A native chief's hunger strike in view of Canada's parliament has inspired an aboriginal rights movement and massive protests across Canada and far beyond its borders.

Attawapiskat Chief Theresa Spence's hunger strike on tiny Victoria Island on the Ottawa River, which flows past parliament perched atop a hill, is in its second week.

She refuses to eat until Prime Minister Stephen Harper or Governor General David Johnston, who is Queen Elizabeth II's representative in this former British colony, agrees to meet with her.

Spence sleeps in a teepee, warming herself by an open fire and drinking a bit of fish broth to keep up her strength.

Her breath crystallized in the cold winter air, as a severe storm blanketing the capital city with snow.

Beyond the island, Spence's strike has become the focal point for Idle No More, an aboriginal rights movement strung together last month by four native women who met online.

The campaign has since exploded into dozens of small protests and highway blockades, and has inspired thousands to demand their treaty rights.

Several solidarity hunger strikes were also launched last week and a man was arrested in easternmost Canada on Tuesday after chopping down a hydro pole to support Idle No More.

"Chief Theresa Spence is not alone, the chiefs of... indigenous people across this country support her efforts to bring our treaty partners to the table," said Nishnawbe Aski Nation Grand Chief Yesno.

Canada's three opposition parties, Greenpeace, Canada's postal union and others also endorsed Spence's strike.

But the most elaborate events were held Friday, with protests in support of Spence's strike in all major Canadian cities, as well as in London, Egypt and in the US states of California and Minnesota.

Tanya Kappo, a law student and Idle No More movement organizer, said it started with the recent passage of a law that opens the door for aboriginals to sell plots of their land to non-natives, which activists say could spell the end of Canadian aboriginals' traditional way of life.

"It will be the end of my home in Sturgeon Lake, and a way of life only possible on reserves, the kind of life my parents live," she told AFP, concerned that indigenous languages would be lost.

"This is about a way of life and the government trying again to assimilate Indians" into mainstream society, she added. "What little we have left they're trying to take it from us."

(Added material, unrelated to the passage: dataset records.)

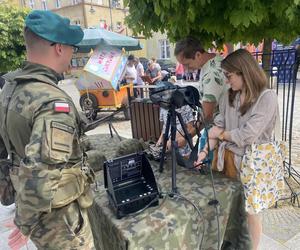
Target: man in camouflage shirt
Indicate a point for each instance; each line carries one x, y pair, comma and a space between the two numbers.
192, 56
212, 86
41, 130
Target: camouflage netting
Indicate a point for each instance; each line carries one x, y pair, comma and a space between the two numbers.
174, 224
101, 147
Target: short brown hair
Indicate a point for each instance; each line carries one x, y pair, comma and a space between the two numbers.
188, 47
243, 63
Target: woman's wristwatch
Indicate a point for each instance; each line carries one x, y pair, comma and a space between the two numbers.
221, 136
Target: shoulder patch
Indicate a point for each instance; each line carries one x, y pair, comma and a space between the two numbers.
62, 107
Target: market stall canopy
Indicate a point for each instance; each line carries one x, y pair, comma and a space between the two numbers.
94, 37
104, 70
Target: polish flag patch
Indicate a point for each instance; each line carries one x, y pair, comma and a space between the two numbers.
62, 107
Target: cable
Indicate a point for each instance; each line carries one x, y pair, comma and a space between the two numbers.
198, 211
213, 202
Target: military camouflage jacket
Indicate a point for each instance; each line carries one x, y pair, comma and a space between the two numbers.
43, 129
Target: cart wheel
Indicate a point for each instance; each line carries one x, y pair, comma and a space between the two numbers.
127, 113
89, 105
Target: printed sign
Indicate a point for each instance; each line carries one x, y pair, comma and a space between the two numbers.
105, 69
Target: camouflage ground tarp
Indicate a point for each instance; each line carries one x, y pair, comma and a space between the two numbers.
174, 224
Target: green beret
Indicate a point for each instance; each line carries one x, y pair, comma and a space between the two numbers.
54, 28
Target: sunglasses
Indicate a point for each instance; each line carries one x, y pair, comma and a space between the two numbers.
75, 48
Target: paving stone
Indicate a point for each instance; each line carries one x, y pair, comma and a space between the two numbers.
267, 243
281, 224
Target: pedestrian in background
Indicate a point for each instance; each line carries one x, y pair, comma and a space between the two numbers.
139, 81
41, 130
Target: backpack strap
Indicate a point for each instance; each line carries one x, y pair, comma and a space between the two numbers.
9, 89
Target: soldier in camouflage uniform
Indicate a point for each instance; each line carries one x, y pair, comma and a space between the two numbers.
41, 130
212, 86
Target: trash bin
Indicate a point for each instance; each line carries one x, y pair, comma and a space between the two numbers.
145, 119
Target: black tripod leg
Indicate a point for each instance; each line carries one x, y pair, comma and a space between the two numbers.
186, 134
165, 140
174, 147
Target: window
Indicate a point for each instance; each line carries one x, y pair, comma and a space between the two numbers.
31, 4
44, 5
103, 24
115, 3
77, 22
164, 49
57, 4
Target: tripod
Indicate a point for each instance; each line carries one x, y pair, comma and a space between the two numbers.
171, 126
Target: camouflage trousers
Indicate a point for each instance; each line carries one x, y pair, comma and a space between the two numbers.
64, 228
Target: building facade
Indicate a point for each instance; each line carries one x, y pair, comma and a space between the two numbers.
108, 14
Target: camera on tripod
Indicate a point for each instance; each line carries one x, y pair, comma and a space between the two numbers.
167, 95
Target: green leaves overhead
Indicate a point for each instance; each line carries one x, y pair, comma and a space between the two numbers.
214, 20
12, 49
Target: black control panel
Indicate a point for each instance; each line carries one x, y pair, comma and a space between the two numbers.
130, 184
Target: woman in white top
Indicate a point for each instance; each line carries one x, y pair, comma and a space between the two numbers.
130, 74
247, 115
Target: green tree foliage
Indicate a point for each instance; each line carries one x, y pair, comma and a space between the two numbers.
221, 21
12, 49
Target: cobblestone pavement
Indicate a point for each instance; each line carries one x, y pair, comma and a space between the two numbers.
281, 226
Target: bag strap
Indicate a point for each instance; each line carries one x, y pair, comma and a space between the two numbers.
9, 89
277, 119
277, 126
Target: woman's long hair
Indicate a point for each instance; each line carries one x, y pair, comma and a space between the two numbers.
243, 63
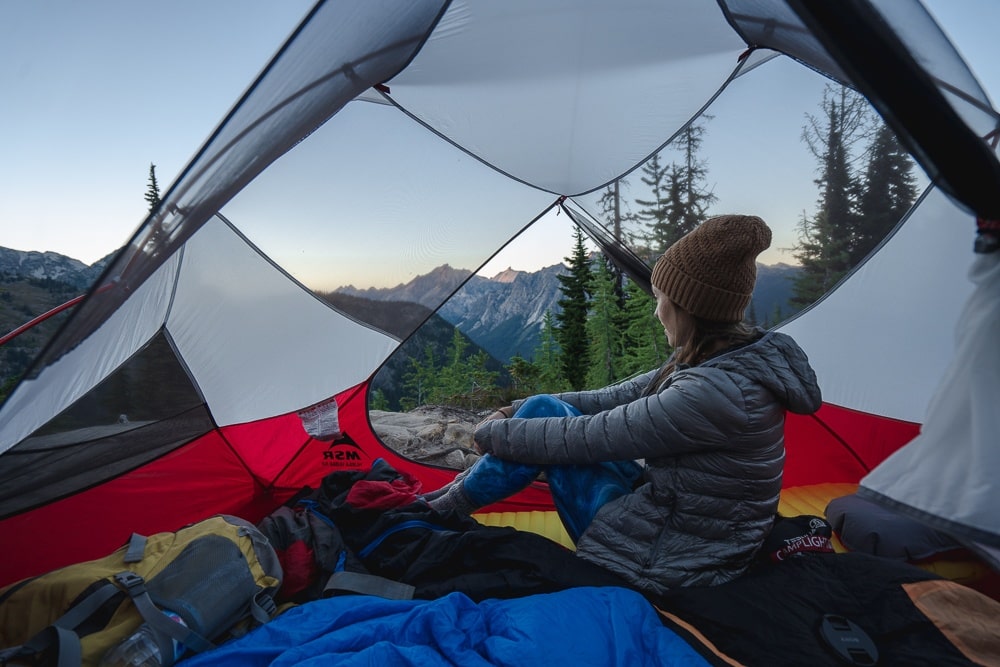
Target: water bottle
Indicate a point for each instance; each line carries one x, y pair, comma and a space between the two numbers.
141, 649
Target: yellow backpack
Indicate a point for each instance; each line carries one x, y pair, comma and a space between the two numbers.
219, 576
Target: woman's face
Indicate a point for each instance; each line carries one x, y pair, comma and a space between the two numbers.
676, 322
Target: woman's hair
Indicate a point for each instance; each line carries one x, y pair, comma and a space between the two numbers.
709, 337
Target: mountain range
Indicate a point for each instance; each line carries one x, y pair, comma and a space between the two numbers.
502, 315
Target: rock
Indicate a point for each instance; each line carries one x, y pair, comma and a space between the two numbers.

Canada's more than 600 Indian reserves were created by royal proclamation in 1763. These tracts of land are set apart for the use and benefit of aboriginal bands, and administered under centuries-old rules governing the Crown's relationship with aboriginals.

Many natives blame the 1876 Indian Act, which codified those rules, for a wide range of problems in their communities, saying it is overly paternalistic.

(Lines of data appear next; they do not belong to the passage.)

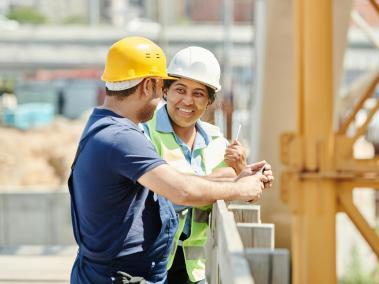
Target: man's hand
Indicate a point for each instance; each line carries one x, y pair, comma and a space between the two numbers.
261, 168
235, 156
250, 186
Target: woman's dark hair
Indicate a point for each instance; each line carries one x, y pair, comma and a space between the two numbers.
211, 92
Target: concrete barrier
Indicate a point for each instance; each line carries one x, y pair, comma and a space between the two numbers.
35, 217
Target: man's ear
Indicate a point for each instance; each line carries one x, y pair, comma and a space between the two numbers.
145, 86
164, 91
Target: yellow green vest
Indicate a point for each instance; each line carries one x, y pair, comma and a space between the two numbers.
212, 158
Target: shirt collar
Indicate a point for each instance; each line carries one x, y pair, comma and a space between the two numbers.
164, 125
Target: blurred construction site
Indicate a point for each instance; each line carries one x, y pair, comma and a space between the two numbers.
301, 77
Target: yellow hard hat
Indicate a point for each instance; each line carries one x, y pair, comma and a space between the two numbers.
132, 58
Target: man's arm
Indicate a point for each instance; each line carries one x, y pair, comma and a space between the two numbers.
191, 190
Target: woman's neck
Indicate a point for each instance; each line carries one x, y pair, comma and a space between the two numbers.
186, 134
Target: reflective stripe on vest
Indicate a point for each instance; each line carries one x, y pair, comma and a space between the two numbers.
212, 158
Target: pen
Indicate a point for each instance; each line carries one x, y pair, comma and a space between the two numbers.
238, 131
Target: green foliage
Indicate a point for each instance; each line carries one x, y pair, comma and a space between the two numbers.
26, 15
75, 20
354, 272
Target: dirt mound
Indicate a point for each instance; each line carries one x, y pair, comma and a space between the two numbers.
39, 157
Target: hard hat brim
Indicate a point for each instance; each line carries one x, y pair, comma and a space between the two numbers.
215, 88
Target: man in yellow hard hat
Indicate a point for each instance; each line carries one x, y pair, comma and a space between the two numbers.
121, 189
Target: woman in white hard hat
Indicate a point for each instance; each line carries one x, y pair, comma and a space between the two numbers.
195, 147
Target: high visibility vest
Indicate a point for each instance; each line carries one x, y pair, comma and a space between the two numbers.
212, 158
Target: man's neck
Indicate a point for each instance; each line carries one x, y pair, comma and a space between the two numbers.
125, 108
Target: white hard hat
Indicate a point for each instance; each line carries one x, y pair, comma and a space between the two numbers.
196, 63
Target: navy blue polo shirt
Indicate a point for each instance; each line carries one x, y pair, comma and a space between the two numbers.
115, 212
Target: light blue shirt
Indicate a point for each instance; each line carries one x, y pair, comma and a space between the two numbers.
193, 157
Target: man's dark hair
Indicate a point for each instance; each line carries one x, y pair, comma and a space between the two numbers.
211, 92
121, 94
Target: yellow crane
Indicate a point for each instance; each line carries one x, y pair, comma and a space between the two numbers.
321, 171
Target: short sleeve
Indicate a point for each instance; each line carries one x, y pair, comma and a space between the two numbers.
133, 154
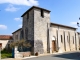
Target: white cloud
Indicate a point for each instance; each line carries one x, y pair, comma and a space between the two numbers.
17, 19
20, 2
11, 8
3, 27
20, 25
74, 24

The government responded by loosening the rules to allow bands to lease reserve lands. The amended Indian Act, it says, provides greater flexibility for First Nations to "take advantage of time-sensitive economic development opportunities."

But Kappo said development pressures will inevitably lead to a sell-off of reserve lands.

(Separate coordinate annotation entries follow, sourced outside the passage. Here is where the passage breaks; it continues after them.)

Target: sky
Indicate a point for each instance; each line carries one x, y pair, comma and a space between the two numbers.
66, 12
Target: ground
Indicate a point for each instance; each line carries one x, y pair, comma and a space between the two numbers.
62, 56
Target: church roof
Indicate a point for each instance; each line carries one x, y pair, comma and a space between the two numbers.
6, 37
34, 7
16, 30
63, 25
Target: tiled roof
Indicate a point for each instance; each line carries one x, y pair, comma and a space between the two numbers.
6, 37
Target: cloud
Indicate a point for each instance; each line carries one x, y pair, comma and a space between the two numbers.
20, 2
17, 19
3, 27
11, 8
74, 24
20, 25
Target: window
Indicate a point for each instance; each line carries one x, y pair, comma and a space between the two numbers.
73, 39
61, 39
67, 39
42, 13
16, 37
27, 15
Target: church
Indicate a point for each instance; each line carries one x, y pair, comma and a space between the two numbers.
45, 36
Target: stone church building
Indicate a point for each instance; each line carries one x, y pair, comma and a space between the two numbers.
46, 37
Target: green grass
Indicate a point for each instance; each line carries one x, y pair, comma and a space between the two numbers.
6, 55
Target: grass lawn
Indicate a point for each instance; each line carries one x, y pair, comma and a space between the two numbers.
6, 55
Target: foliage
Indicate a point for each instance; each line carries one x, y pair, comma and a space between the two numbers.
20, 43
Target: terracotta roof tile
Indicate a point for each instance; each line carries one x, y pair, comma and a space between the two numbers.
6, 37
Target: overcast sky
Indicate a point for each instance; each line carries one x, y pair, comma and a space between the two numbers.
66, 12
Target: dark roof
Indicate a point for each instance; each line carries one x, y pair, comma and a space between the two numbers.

"How do we fight against development coming into our communities when we're so impoverished?" she asked. "It will be the end of Indian reserves."

Aboriginal Affairs Minister John Duncan has expressed concern for Spence's health, offering to meet with her on several occasions, but was rebuffed.

The government said the changes to the Indian Act were demanded by aboriginals themselves.

"We too are impatient to see more change that will benefit First Nation communities," Duncan's spokesman Jason MacDonald told AFP.

Johnston has declined to meet with Spence, saying it is a political matter that must be taken up with elected officials.

Spence, who made headlines last year when she declared a state of emergency to provoke government action to address a housing shortage in her community on the shores of James Bay, said she is willing to die for her convictions.

If she dies while fighting for her cause, said Kappo after a long pause, "I'm very worried how First Nations people will respond."